Humanities II

This is a global history course aimed at tenth-grade students that provides a cohesive approach to learning and understanding the history of the world. In this course, you and your students will explore the transformations that created our modern world, beginning in the long nineteenth century and ending in our present moment. This course will help students learn how to use stories about our connected human past to orient themselves to their present moment and prepare for the future. We’re going to cover a lot of ground (and almost 300 years), but this course is not a typical march-through-time history class that covers one thing after another. Because this is a humanities class we will also be integrating our English 10 curriculum as well which includes a variety of authors from various time periods. Classic and contemporary authors represented in the grade 10 modules include Christopher Marlowe, Amy Tan, Martin Luther King, Jr., Alice Walker, Malala Yousafzai, E.B. White, William Shakespeare, and Niccolò Machiavelli. Working with these texts, students build knowledge, analyze ideas, delineate arguments and develop writing, collaboration, and communication skills.

Course Learning Outcomes

WHP Course Objectives

  1. Understand that history is a narrative, or a combination of narratives, shaped by the sources and perspectives you use to tell that story.

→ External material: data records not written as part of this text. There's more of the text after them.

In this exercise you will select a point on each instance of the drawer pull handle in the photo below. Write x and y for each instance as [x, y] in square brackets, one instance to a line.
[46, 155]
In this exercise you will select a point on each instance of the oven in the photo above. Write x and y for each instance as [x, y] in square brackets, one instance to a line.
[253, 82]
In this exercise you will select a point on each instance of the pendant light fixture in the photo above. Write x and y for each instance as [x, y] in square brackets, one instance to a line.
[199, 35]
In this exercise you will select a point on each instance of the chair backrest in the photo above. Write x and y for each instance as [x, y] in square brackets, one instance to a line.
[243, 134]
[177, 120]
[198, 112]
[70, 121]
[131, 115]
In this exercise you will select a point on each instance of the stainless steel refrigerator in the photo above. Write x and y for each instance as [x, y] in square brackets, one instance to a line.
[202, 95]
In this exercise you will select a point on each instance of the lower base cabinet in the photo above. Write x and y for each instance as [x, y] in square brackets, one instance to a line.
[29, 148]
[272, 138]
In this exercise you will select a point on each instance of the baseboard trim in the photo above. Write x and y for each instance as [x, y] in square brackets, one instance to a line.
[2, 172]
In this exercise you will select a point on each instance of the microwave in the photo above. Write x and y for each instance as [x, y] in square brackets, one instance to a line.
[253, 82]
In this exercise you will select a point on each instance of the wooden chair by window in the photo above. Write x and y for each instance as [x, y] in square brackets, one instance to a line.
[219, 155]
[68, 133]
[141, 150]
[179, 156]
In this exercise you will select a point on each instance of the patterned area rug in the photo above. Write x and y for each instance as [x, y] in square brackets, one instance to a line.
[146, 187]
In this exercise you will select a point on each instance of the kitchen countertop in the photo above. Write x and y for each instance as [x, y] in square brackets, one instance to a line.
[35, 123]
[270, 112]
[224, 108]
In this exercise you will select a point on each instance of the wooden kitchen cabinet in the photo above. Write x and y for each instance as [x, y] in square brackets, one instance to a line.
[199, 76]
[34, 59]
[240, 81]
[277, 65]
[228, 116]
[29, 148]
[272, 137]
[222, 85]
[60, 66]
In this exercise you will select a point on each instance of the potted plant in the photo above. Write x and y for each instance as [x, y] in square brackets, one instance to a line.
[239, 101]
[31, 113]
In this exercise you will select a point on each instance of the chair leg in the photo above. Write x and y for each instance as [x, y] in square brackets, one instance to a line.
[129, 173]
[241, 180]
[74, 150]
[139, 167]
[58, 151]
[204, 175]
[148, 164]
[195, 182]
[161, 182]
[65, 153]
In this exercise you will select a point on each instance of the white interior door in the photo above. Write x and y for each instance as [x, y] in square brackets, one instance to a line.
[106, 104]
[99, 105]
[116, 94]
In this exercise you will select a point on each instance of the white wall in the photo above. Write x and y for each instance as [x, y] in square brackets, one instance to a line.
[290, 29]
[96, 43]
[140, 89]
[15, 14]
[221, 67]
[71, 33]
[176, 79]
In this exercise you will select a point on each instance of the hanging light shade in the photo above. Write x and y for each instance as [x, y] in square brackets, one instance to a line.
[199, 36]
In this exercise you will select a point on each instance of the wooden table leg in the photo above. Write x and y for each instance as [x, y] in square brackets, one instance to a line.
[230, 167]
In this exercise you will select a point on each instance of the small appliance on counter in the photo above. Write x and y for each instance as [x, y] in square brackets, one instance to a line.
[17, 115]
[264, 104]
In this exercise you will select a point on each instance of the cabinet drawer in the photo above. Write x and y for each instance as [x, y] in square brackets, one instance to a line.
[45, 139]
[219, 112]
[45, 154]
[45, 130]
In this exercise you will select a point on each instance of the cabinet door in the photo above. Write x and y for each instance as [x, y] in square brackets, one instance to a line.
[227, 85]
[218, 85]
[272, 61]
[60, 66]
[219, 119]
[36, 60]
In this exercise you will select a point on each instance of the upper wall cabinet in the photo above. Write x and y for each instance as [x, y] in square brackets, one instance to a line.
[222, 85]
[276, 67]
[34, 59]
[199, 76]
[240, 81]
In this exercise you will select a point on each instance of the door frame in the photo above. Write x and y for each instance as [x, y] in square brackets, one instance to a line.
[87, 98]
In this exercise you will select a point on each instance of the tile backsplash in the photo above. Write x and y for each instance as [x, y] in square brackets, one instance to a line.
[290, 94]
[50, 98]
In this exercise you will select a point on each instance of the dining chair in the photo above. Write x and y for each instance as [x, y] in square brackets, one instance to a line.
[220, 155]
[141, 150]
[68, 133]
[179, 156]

  2. Apply the evidence from sources using multiple perspectives and scales to evaluate (support, extend, or challenge) different narratives.

  3. Engage in a meaningful historical inquiry by analyzing primary and secondary sources from multiple perspectives of gender, race, and socioeconomic status, or other hierarchies to gain a deeper understanding of human history.

  4. Analyze the narrative of history using the course’s three frames: communities, networks, and production and distribution.

  5. Use historical thinking skills and reasoning practices such as scale, comparison, causation, continuity and change over time, sourcing, claim testing, and contextualization to understand and evaluate the historical narrative.

  6. Create and support arguments using historical evidence to communicate conclusions through individual or shared writing.

English 10

  1. Conduct close readings for textual details and engage in productive evidence-based discussions about the text.

  2. Collect and organize evidence from texts to support analysis in writing.

  3. Analyze the text using specific textual evidence.

  4. Interpret figurative language to uncover the connotative meaning of a text.

  5. Trace the development of ideas over the course of the text.